HSE cuts threaten your safety at work

HSE cuts threaten your safety at work

The safety of workers in the UK is being put at risk as a funding crisis in the Health and Safety Executive (HSE) threatens to bring the organisation to its knees, warns Prospect.



The union that represents 1,750 inspectors, scientists and other professionals in HSE has condemned the government’s decision to slash the executive’s budget which will cut to the heart of its role to ensure workplace safety.

Its grim message to the UK’s 27 million workforce that the cuts to HSE threaten their safety at work has been issued on this year’s Workers Memorial Day, (April 28) held to mark those employees killed by their work.

Plans to reduce spending in 2003-04 have led to HSE being told to make 5% cuts across all departments by October, with the result that 50 inspectors due to leave in the next year will not be replaced. HSE has refused to rule out compulsory redundancies.

The impact will hit frontline staff in the Field Operations Division (FOD) hardest as, in addition to the 5%, FOD needs to recoup £1.3m it was encouraged to spend over baseline in the last financial year in order to recruit.

Prospect members are alarmed at the impact the loss of these posts will have on workplace safety – 50 inspectors carry out around 10,000 inspections and investigations per year.

The TUC has also condemned the government for slashing HSE’s funding while "squandering billions on compensation" to employees. The UK’s bill for compensating victims of accidents at work presently costs eight times the HSE’s annual budget.

The dire shortfall means that in order to meet the cuts, HSE is:

  • freezing inspector and specialist recruitment even though figures for 1999-2000 reveal a 34% increase in work-related deaths
  • rationing technical training for inspectors to enable them to tackle workplace crime
  • leaving many posts unfilled thereby increasing the demands placed on other staff.
Inspectors also fear that the cuts in frontline inspectors will lead to inspection work being downgraded and undertaken by untrained staff, with the risk that safety faults would be overlooked.

Steven Kay, chair of Prospect’s HSE branch, said: "HSE have reached a position where its ability to fulfil its mission statement – ‘to ensure that risks to people’s health and safety from work activities is properly controlled’ – is in doubt.
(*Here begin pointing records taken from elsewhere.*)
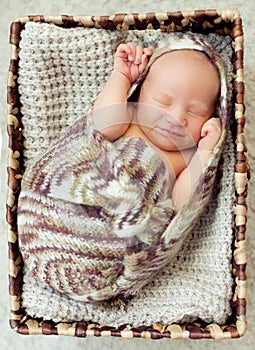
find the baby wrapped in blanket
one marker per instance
(110, 203)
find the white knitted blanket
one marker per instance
(61, 72)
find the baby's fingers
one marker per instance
(126, 51)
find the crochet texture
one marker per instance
(61, 72)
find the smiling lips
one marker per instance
(171, 133)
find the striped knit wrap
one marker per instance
(95, 218)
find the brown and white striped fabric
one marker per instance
(95, 218)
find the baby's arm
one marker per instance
(210, 135)
(111, 115)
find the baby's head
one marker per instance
(179, 93)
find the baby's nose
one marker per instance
(176, 114)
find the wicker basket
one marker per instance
(223, 22)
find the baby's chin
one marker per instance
(165, 143)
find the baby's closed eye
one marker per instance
(198, 110)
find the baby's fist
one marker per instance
(131, 60)
(210, 134)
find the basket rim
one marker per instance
(224, 22)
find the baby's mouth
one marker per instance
(171, 133)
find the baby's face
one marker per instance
(177, 97)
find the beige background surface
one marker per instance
(9, 10)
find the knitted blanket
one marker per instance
(174, 231)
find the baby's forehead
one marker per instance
(183, 55)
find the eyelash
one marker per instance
(167, 104)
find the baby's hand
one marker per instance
(210, 134)
(131, 60)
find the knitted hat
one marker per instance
(187, 41)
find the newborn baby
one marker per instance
(174, 109)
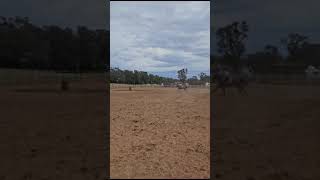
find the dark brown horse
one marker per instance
(224, 79)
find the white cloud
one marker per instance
(160, 36)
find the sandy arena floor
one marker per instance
(46, 134)
(272, 134)
(160, 133)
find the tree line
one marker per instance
(27, 46)
(231, 41)
(141, 77)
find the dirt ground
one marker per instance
(46, 134)
(271, 134)
(160, 133)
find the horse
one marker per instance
(225, 78)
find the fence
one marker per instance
(300, 78)
(115, 86)
(10, 77)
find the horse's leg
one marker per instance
(224, 91)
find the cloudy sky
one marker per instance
(160, 37)
(269, 20)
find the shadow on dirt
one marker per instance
(80, 91)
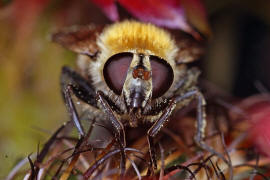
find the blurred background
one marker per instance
(31, 107)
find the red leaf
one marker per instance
(258, 113)
(109, 8)
(167, 13)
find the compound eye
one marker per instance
(162, 76)
(115, 71)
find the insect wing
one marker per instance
(79, 39)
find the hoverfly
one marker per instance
(131, 73)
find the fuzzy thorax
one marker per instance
(139, 37)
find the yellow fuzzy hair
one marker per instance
(141, 37)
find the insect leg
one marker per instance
(201, 120)
(201, 125)
(182, 100)
(72, 110)
(82, 89)
(152, 132)
(117, 125)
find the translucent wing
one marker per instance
(79, 39)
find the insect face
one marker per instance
(138, 78)
(132, 73)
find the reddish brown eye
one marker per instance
(115, 71)
(162, 76)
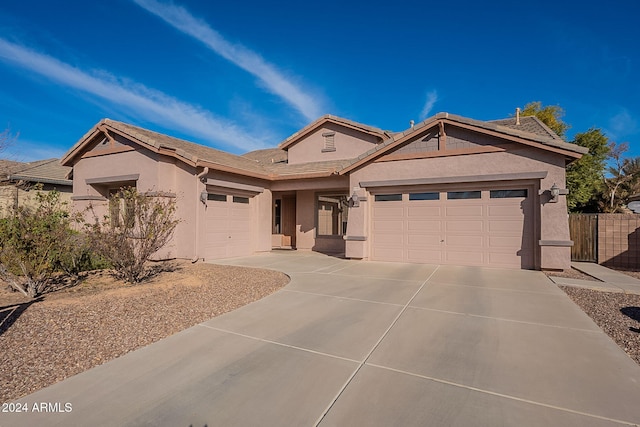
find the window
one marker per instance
(329, 141)
(504, 194)
(238, 199)
(333, 211)
(388, 197)
(121, 209)
(217, 197)
(424, 196)
(458, 195)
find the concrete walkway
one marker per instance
(372, 344)
(610, 280)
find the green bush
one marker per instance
(137, 227)
(33, 241)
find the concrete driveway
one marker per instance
(374, 344)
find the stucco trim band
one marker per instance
(561, 243)
(234, 185)
(456, 179)
(108, 179)
(355, 238)
(100, 198)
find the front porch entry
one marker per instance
(284, 221)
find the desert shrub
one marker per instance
(32, 239)
(136, 227)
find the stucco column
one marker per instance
(555, 242)
(357, 235)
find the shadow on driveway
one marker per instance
(10, 313)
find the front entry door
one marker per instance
(289, 221)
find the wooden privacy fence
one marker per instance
(608, 239)
(583, 229)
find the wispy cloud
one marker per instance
(274, 80)
(143, 102)
(621, 125)
(432, 98)
(22, 150)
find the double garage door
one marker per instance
(227, 226)
(475, 226)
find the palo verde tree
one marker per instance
(136, 227)
(585, 177)
(550, 115)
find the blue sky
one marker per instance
(245, 75)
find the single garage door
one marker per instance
(227, 226)
(485, 227)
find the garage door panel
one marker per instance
(423, 211)
(481, 231)
(463, 210)
(457, 242)
(387, 226)
(227, 229)
(505, 211)
(423, 240)
(506, 226)
(417, 226)
(512, 242)
(395, 211)
(466, 225)
(392, 239)
(388, 254)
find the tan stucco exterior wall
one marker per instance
(10, 195)
(349, 143)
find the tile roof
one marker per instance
(188, 150)
(335, 119)
(8, 166)
(530, 124)
(272, 163)
(46, 171)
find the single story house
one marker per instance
(18, 179)
(449, 190)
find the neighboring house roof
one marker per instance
(379, 133)
(48, 171)
(272, 163)
(8, 166)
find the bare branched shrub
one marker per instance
(136, 227)
(31, 241)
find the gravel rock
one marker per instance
(78, 328)
(615, 313)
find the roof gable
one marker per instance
(543, 138)
(185, 151)
(48, 171)
(327, 120)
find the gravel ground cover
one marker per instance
(77, 328)
(617, 314)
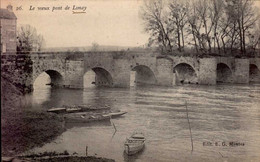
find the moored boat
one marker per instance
(84, 118)
(57, 110)
(115, 114)
(134, 144)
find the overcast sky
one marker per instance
(110, 22)
(106, 22)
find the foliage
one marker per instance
(209, 26)
(28, 40)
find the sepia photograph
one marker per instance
(130, 80)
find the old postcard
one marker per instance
(130, 80)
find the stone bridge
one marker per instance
(113, 69)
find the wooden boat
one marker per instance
(84, 118)
(91, 108)
(115, 114)
(57, 110)
(73, 109)
(134, 144)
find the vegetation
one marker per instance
(28, 40)
(23, 129)
(204, 26)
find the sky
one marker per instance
(106, 22)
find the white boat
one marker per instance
(115, 114)
(57, 110)
(134, 144)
"Workers expect to see their workplaces inspected by qualified experienced staff. The loss of 50 inspectors will clearly lead to fewer inspections and investigations."

Other HSE departments also face a cash crisis. The Railway Inspectorate has only just received an extra £4m necessary to meet the work identified in the Cullen report into the Ladbroke Grove rail crash and this will run out in two years; while the Hazardous Installations Division is struggling to undertake anything other than chargeable work and inspectors are being drained from FOD to do more work as a result.

These latest cuts come only a year after Prospect launched a campaign highlighting how years of insufficent funding for the executive meant many workplaces had escaped inspection for years on end.

In its campaign, Prospects for Safety, the union called for an additional £35m a year to double the number of safety inspectors and ensure workplaces are inspected at least every five years. Currently, employers can expect to be visited once every 10-15 years, if at all.

Richard Hardy, Prospect negotiator for HSE, said: "Safety inspectors were initially encouraged when the government launched its Revitalising Health and Safety strategy in 2000. Our campaign was for a small annual investment, but one which would save the economy billions of pounds and many individuals the misery of poor health.

"Three years later, it is clear that the 2004 targets for reducing work-related accidents and ill health will not be met and the Executive faces another cost-cutting exercise. This is the opposite of joined-up government."

The union will be raising the issues facing HSE in meetings with ministers in the near future.

Notes

HSE’s annual budget for 2002/03 is £258m, but under the spending review plans no allowance has been made for inflation or other increasing costs over the next three years. These will leave HSE with a 10 per cent drop in funding – (£262m for 2004 and 2005 and £260m for 2006)

The compensation budget totals around £2 billion a year (65% paid out in compensation court cases and 35% paid by the state in industrial injuries benefit).

Prospect represents HSE safety inspectors, including factories, mines, nuclear, rail, chemicals, construction, off-shore and agriculture inspectors as well as scientists and other professional and technical staff.